ENTRIES TAGGED "strata sc 2014"
My earliest introduction to Apache Hadoop, several years ago, was using Hadoop with one of the popular NoSQL databases to build data acquisition pipelines for a semantic search engine for a potential customer. Originally, I had used classic ETL and database tools but the resulting data acquisition, cleansing, and entity extraction pipeline took days to run over a workload of several million medium / large XML documents. Like many others adopting NoSQL, we could have scaled up our relational approach with expensive server and software purchases, but the budget constraints meant that we had to look at other alternatives.

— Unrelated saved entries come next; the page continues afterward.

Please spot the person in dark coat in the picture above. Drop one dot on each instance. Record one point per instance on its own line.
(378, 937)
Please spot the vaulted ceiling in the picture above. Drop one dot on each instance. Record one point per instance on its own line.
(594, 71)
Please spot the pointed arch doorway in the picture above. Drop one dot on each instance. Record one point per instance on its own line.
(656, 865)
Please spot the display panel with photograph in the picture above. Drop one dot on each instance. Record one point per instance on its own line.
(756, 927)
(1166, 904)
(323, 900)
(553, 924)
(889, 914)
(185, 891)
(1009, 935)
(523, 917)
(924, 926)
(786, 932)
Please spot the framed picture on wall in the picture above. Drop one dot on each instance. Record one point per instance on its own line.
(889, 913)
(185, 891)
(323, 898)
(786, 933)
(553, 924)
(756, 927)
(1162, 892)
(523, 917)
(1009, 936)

I started to experiment with using a mix of Hadoop components, open source ETL tools, XSLT (as the source data was archives of XML documents), and NoSQL technologies along with custom Java components to perform entity detection and custom plugins for the particular ETL software. The resulting prototype solution performed the same corpus preparation in hours even on a small proof-of-concept cluster.
For many approaching Hadoop solutions for the first time, the natural tendency is to view Hadoop from the perspective of just one facet of existing technologies such as databases, machine-learning, cloud computing, distributed storage, or distributed computing. While this can be very useful as a learning tool, it can lead to some misconceptions about the Hadoop components and ecosystem or applicable use cases.